Birinci zihniyetin en canlı ifadesi, savcı ve yargıçlar nezdinde yapılan bir TESEV araştırmasına yansıdı: “Benim ülkem söz konusu olduğunda hukuk mukuk dinlemem” (M. Sancar-E. Atılgan, Adalet Biraz Es Geçiliyor s. 135-140).
Yukarıda bahsettiğim üçlü atmosferde yetişmenin yanı sıra, tabii ki hepsi değil ama, Yargı’nın ezici çoğunluğu hiç kız arkadaşı olmadan evlenen, tayin yerinde savcı, kaymakam ve komutan dışında kimseyle görüşmeyen, yabancı dil bilmeyen, konsere gitmeyen, hiç pasaport çıkartmamış olanlardı. Böyle olmayıp da “mesleğe yakışmaz” diye HSYK tarafından reddedilen 26 yaşındaki stajyer yargıç Didem Yaylalı, 22.08.2013 sabahı Fethiye’de otel odasında ilaçla intihar etmiş bulundu. Kayseri’de “disiplinsizlik ve ahlaki durum”dan Hava Kuvvetleri’nden atıldığının ertesi günü (07.11.2012) beylik tabancasıyla intihar eden 29 yaşındaki Üsteğmen Nazlıgül Daştanoğlu’nun yanına gitti vardı. Adalet.org sitesine Ankara’daki Gezi protestolarını yazmıştı. Hafta sonları tayt giydiğini söylediler. Bira dışında içki bilmezdi, alkolik dediler. Saçları kızıldı…
İkinci zihniyetin örnekleri bol çeşitli oldu. Birer örnek sadece: Yargıtay, cemevlerinin ibadethane olmadığına karar verdi (Temmuz 2012). Anayasa Mahkemesi, Abdullah Gül’ün cumhurbaşkanı seçilmesini önlemek için “367 Kararı”nı dünya hukuk skandalları tarihine geçirtti (Mayıs 2007).. Danıştay, Alevi öğrencinin zorunlu din dersinden muaf sayılmasını reddetti (Ağustos 2012).
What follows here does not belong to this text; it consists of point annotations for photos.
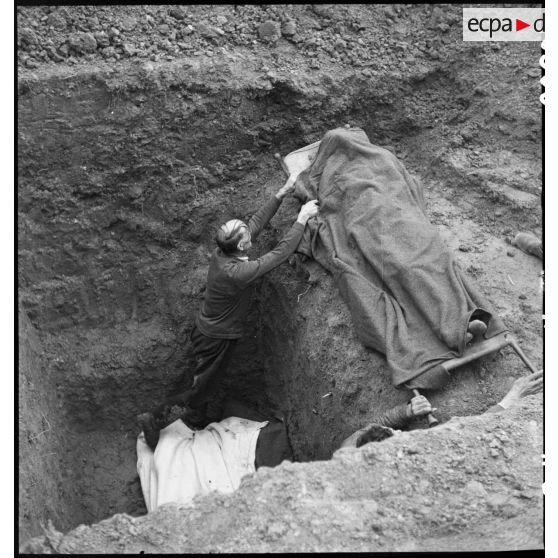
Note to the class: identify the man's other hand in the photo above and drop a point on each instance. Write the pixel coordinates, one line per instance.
(287, 188)
(419, 406)
(308, 210)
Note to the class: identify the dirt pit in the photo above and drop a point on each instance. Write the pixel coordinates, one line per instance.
(125, 169)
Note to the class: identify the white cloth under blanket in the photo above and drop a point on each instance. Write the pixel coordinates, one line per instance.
(187, 463)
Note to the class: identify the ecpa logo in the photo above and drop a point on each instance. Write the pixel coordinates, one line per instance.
(503, 24)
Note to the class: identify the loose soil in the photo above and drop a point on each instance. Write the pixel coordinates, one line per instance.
(129, 159)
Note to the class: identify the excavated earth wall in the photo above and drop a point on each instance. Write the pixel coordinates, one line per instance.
(125, 170)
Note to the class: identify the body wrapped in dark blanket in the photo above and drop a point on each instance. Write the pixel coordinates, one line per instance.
(407, 296)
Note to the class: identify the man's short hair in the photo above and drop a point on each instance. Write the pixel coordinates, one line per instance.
(228, 236)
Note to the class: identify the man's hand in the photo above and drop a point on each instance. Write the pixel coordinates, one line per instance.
(522, 387)
(419, 406)
(308, 210)
(287, 188)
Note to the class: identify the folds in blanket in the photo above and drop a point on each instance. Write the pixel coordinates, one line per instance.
(407, 296)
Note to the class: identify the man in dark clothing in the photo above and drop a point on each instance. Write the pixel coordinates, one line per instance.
(219, 323)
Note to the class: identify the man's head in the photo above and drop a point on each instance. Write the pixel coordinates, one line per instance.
(233, 237)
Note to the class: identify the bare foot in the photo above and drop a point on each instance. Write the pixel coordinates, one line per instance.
(476, 327)
(522, 387)
(374, 433)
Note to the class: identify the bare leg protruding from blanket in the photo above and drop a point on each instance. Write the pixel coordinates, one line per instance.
(475, 328)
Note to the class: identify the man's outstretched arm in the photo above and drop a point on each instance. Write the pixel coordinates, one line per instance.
(249, 271)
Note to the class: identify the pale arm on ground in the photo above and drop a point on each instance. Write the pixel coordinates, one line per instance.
(522, 387)
(396, 418)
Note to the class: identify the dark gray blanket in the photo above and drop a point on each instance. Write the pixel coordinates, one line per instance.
(407, 296)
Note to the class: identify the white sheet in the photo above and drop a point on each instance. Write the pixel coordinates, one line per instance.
(187, 463)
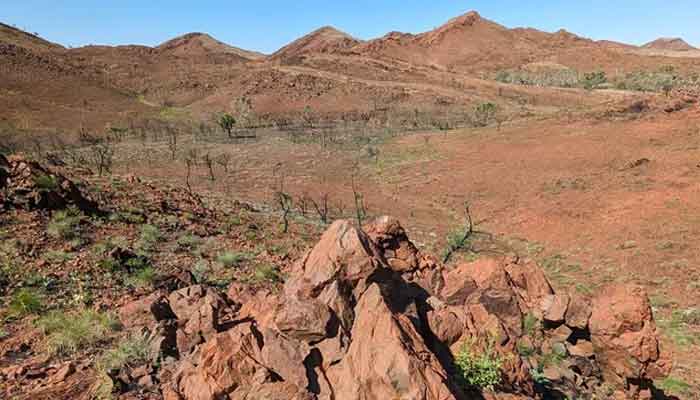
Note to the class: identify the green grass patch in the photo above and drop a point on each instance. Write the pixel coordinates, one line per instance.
(149, 238)
(46, 182)
(674, 386)
(231, 258)
(67, 333)
(25, 301)
(267, 273)
(189, 242)
(58, 256)
(65, 224)
(478, 368)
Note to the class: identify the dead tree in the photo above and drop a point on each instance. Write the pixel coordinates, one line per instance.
(322, 207)
(360, 209)
(172, 141)
(209, 163)
(224, 160)
(457, 240)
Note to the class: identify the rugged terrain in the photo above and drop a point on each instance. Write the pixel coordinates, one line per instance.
(547, 181)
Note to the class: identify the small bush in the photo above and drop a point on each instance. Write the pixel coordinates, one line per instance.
(149, 238)
(58, 257)
(232, 259)
(530, 324)
(64, 225)
(136, 349)
(675, 386)
(478, 370)
(201, 271)
(485, 114)
(188, 242)
(46, 183)
(24, 302)
(142, 278)
(267, 273)
(592, 80)
(68, 333)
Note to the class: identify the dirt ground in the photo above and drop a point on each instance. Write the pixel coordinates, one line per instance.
(592, 200)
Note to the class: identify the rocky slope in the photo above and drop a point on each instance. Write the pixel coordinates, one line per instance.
(363, 314)
(674, 44)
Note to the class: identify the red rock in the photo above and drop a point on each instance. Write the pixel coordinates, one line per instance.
(305, 320)
(624, 335)
(578, 313)
(554, 307)
(227, 361)
(387, 358)
(145, 312)
(582, 348)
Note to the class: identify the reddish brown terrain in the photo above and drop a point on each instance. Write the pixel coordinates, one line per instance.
(199, 255)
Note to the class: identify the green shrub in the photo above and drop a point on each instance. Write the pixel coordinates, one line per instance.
(142, 278)
(592, 80)
(68, 333)
(485, 113)
(530, 324)
(46, 183)
(675, 386)
(149, 238)
(267, 273)
(188, 242)
(25, 301)
(232, 259)
(58, 256)
(136, 349)
(64, 225)
(478, 369)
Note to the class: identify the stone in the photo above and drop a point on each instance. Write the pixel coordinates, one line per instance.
(387, 358)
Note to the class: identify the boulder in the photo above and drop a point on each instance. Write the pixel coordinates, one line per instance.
(624, 335)
(146, 312)
(198, 311)
(391, 239)
(578, 313)
(307, 320)
(554, 308)
(227, 361)
(387, 358)
(31, 186)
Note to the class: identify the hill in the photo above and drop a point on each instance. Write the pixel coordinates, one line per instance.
(323, 40)
(674, 44)
(198, 44)
(17, 37)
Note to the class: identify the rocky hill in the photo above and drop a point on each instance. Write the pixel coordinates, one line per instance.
(360, 314)
(674, 44)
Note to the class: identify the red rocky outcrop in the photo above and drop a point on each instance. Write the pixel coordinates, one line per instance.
(364, 315)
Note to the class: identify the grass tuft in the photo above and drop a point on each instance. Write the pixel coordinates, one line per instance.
(68, 333)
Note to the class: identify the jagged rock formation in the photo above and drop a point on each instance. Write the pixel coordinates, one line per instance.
(27, 184)
(365, 315)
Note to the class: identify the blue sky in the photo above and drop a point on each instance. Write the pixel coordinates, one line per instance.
(267, 25)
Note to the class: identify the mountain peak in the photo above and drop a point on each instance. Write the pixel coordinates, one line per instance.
(669, 43)
(198, 43)
(326, 39)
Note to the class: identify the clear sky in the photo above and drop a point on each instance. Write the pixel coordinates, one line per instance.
(267, 25)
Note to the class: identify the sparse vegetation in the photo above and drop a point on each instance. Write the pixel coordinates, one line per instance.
(67, 333)
(266, 273)
(64, 224)
(25, 301)
(231, 259)
(478, 368)
(675, 386)
(459, 239)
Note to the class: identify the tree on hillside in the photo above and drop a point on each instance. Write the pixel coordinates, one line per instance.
(227, 122)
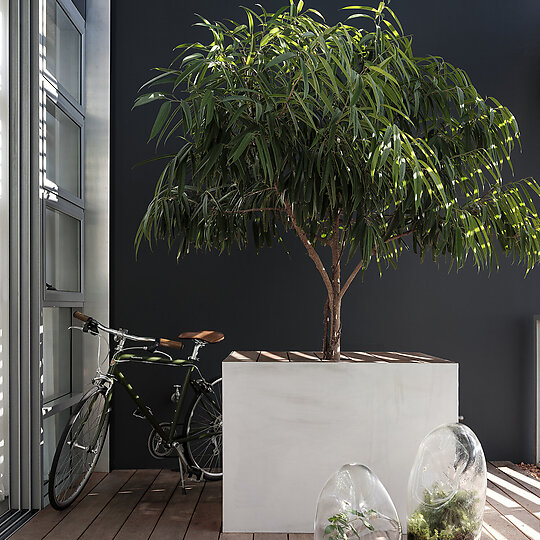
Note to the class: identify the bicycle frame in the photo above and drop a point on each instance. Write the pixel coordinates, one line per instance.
(169, 437)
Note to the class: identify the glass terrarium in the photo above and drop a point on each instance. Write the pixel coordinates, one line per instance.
(355, 504)
(447, 486)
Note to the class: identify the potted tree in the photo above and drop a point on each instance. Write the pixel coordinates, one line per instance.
(342, 136)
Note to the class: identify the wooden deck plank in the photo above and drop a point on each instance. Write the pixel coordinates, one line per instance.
(525, 480)
(141, 522)
(197, 516)
(113, 516)
(515, 491)
(175, 519)
(243, 356)
(45, 520)
(499, 527)
(206, 521)
(520, 518)
(90, 507)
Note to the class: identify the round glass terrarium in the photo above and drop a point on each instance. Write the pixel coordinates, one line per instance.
(355, 504)
(447, 486)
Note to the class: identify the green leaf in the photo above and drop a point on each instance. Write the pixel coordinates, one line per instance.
(242, 145)
(280, 58)
(148, 98)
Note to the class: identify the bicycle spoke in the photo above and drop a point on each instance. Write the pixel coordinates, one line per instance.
(78, 450)
(204, 425)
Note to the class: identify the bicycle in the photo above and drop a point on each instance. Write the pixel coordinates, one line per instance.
(197, 446)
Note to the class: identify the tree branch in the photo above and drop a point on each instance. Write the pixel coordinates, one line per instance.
(253, 210)
(351, 277)
(310, 249)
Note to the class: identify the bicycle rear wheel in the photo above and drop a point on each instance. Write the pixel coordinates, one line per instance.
(79, 448)
(205, 420)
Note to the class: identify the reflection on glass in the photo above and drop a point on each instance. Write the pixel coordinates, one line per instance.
(354, 504)
(63, 49)
(53, 426)
(63, 248)
(56, 353)
(63, 141)
(447, 486)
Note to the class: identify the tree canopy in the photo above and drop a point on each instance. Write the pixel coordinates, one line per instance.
(341, 134)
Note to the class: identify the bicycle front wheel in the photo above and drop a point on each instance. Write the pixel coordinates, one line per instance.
(204, 424)
(79, 448)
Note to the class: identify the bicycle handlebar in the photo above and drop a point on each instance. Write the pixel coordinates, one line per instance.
(162, 341)
(81, 316)
(170, 344)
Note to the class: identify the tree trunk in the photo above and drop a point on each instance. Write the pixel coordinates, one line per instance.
(332, 309)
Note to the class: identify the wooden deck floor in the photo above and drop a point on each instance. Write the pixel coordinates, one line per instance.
(148, 504)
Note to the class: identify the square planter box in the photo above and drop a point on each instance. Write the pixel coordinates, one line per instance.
(291, 420)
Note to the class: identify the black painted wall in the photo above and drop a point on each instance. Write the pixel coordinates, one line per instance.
(274, 300)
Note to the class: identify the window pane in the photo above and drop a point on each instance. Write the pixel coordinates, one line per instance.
(62, 151)
(63, 51)
(63, 252)
(53, 426)
(56, 353)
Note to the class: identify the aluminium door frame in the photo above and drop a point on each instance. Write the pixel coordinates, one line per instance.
(25, 264)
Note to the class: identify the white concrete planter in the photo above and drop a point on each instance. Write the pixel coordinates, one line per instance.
(288, 425)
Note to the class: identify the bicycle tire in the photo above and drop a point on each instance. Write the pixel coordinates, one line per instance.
(79, 448)
(206, 414)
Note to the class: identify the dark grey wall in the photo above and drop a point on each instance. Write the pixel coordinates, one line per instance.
(274, 300)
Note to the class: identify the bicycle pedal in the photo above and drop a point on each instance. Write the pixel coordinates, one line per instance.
(138, 414)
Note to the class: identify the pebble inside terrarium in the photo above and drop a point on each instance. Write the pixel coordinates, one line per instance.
(355, 504)
(447, 486)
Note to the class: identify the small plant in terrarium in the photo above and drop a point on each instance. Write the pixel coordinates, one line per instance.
(346, 524)
(455, 519)
(447, 486)
(355, 504)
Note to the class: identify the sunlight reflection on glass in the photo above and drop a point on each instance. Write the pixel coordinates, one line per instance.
(4, 261)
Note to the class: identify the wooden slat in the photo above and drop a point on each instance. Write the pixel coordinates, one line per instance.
(395, 357)
(242, 356)
(273, 356)
(499, 527)
(45, 520)
(361, 357)
(430, 357)
(206, 521)
(515, 491)
(113, 516)
(143, 519)
(513, 512)
(524, 479)
(303, 356)
(87, 510)
(175, 519)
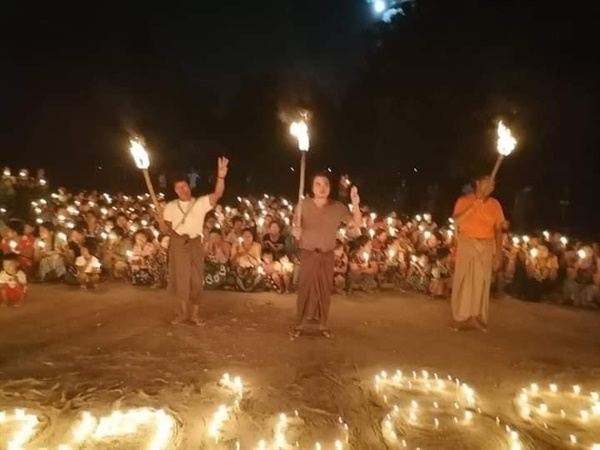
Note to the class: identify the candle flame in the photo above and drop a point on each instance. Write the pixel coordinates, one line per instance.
(506, 141)
(300, 131)
(139, 153)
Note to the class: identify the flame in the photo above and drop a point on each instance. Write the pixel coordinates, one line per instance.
(506, 141)
(300, 131)
(139, 153)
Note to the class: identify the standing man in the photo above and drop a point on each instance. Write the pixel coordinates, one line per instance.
(479, 219)
(183, 220)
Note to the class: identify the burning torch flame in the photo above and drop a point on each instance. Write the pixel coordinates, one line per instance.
(300, 131)
(140, 155)
(506, 141)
Kendi ideolojisine bağımlılık
Türk Yargı mensubunun bağlı olduğu ideoloji, melez idi: Toplum’dan gelen muhafazakarlık ile Devlet’ten gelen Kemalizm’in, Yargı mensubunun kişiliğinde birleşen melezi. Cinsiyetle ilgili davalarda görülen erkek-egemen tavır kasabadan, devletle ilgili davalardaki tavır da Kemalizm’den geliyordu. Bu sebeple, Birey’e laiklikle ve milliyetçilikle tahakküm eden Kemalist devletten, Birey’e İslam’la ve milliyetçilikle tahakküm eden AKP’ye geçiş zor olmadı.
Bu durumda Türk Yargısı AKP tarafından niye şahbaz edilmesin diye geliyor insanın aklına. Kadınları öldüren erkeğe veya öğrencileri öldüren polise cezasızlık, ama başbakana çizilen kedi karikatürüne ceza üzerine inşa edilmiş bir mekanizmaya acır mı iktidar?
Not: Bir reform olduğunu söylemiştim, geri alıyorum. Paketin içi boşaltıldı çünkü Kürtçe eğitim sadece lisede olacakmış. Hepimizle alay ediyor AKP. Farkında değil, kendisiyle de.